Dopo aver visto riconosciuto il proprio status giuridico anche in Italia ad opera del Decreto Semplificazioni[1], seppur con una formulazione ancora non limpida e completa, l’attuale grande sfida degli smart contracts[2] consisterebbe nell’acquisire piena validità legale dando vita ai cd. smart legal contracts[3].

In prima battuta, occorre affrontare la questione preliminare concernente la riconducibilità o meno nell’area del contratto degli smart contracts, poiché, a dispetto dell’apparenza data dal nomen iuris utilizzatosi, il dibattito è particolarmente acceso e divisivo. Mentre c’è chi propende per una soluzione positiva fondata sulla necessità che agli smart contracts venga garantita una sistemazione certa e una disciplina chiara e ben delineata[4], per altri[5] è più opportuno distinguere tra la figura dello smart contract e quella del legal smart contracts, a seconda del fatto che il codice informatico[6] venga utilizzato come “software di esecuzione” di un contratto precedentemente stipulato, o come “strumento costitutivo” di un contratto dotato di una propria e autonoma rilevanza negoziale oltreché giuridica[7].
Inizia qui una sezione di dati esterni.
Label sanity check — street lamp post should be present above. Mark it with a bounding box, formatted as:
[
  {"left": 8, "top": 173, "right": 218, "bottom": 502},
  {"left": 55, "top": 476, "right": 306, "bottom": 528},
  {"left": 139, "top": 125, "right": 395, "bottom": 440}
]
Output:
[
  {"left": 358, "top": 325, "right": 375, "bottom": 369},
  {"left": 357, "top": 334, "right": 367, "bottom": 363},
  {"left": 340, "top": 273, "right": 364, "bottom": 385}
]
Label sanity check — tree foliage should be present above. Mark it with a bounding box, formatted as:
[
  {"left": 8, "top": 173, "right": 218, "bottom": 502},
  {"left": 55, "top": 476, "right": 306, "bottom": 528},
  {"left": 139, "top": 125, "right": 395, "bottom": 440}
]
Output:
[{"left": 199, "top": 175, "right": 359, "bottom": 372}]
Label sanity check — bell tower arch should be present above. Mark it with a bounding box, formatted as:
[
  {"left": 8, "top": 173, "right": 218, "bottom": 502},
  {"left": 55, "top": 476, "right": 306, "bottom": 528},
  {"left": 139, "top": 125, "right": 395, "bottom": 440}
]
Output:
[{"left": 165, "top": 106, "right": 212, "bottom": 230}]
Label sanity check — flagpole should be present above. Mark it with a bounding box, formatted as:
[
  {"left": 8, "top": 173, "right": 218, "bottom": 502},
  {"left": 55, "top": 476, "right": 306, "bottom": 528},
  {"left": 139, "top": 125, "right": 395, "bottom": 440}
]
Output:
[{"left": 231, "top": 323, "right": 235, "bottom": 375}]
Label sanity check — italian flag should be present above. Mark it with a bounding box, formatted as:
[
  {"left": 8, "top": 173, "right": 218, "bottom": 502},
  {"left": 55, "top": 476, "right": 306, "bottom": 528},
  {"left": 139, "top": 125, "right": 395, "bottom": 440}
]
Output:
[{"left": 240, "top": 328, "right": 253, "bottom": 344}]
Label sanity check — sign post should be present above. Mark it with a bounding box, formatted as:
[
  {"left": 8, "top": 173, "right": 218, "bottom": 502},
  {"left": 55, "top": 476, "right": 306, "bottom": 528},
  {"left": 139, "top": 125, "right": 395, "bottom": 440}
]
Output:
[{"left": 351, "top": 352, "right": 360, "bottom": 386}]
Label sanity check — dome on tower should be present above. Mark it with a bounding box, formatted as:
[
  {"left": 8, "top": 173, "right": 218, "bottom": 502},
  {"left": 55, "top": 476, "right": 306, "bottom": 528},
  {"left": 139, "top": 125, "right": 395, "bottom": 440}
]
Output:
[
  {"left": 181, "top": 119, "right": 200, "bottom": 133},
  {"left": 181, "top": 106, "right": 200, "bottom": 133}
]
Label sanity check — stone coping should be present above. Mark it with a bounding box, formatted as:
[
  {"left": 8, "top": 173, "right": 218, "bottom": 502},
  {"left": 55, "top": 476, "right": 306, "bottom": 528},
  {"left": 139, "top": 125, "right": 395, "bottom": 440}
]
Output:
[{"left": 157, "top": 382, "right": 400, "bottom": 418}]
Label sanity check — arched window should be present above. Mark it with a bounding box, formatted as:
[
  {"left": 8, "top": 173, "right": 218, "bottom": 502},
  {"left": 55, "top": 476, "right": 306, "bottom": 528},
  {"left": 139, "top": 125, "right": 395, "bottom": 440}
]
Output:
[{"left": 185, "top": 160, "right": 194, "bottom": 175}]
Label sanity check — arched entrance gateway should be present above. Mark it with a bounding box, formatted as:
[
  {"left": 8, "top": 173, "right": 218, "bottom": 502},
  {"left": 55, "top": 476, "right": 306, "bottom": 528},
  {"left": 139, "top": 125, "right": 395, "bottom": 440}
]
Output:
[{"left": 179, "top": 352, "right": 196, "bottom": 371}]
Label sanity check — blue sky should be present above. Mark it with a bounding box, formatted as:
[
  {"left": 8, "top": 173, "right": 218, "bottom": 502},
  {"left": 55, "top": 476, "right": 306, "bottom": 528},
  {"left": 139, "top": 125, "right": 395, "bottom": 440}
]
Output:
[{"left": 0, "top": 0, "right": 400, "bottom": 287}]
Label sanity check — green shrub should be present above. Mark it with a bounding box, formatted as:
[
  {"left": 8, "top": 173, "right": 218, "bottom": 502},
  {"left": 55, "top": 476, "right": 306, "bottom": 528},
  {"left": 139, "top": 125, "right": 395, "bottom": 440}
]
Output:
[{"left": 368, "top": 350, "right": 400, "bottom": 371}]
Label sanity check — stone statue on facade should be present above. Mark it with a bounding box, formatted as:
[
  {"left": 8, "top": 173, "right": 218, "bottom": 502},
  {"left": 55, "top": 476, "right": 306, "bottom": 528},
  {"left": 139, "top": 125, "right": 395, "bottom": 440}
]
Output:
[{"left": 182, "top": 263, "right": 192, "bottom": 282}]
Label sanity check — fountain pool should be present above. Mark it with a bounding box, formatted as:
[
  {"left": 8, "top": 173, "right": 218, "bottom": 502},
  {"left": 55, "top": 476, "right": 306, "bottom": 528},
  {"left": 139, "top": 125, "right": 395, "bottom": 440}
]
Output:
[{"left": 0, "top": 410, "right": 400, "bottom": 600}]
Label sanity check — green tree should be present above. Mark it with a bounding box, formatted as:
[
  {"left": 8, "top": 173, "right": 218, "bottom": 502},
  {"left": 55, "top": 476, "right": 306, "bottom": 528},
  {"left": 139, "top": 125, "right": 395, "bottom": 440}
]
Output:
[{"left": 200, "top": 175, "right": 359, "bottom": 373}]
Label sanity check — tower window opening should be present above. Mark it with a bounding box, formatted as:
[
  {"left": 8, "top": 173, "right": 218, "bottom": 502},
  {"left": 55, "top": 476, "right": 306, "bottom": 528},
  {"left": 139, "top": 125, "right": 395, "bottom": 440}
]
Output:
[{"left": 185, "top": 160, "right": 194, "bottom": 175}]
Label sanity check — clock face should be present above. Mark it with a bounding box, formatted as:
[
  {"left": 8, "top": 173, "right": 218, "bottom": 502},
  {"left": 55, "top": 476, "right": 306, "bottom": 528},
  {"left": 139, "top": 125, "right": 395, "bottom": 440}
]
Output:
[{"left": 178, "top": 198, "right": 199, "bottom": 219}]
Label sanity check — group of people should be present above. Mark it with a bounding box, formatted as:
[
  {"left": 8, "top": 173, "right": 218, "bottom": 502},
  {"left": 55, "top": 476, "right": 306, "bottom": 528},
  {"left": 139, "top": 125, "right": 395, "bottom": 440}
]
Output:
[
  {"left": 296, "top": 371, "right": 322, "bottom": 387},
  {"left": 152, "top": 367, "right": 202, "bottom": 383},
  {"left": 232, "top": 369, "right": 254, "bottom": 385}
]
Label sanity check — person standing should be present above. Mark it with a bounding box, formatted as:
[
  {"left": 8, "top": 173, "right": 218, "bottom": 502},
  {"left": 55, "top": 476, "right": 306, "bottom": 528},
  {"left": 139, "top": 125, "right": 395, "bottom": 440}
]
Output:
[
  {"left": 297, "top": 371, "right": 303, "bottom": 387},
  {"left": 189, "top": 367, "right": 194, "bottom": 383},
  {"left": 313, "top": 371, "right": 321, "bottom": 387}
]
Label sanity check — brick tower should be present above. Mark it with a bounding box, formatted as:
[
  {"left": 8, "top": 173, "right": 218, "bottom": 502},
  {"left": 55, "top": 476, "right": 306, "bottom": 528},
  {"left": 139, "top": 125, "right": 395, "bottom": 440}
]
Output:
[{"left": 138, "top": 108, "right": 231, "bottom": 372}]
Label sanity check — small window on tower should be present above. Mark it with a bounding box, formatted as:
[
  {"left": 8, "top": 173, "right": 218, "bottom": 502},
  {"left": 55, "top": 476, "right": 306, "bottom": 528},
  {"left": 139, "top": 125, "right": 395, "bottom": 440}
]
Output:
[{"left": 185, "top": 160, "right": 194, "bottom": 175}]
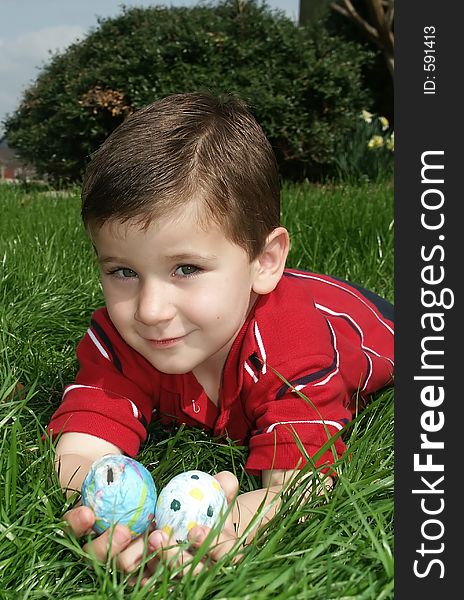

Nonostante le forti motivazioni contrarie[8], qualora, ipoteticamente, un “contratto intelligente” riuscisse a soddisfare i requisiti minimi contrattuali previsti dal codice civile, potrebbe essere qualificato contratto ai sensi degli articoli 1321 e 1325 del codice civile[9]. In considerazione del fatto che gli smart contract possono contenere, oltre al linguaggio in codice informatico (cd. Dry code), anche una parte in linguaggio naturale/legale (cd. Wet code), non sarebbe impossibile realizzare degli smart “legal” contract con piena applicazione (teorica e ferme restando le complicanze tecnico-giuridiche pratiche) delle norme in ambito di obbligazioni e contratti[10]. Tuttavia, non pare, ad oggi, esistere ancora una soluzione definitiva in grado di comprendere, sul piano giuridico, tutte le eterogenee possibili fattispecie di smart contracts.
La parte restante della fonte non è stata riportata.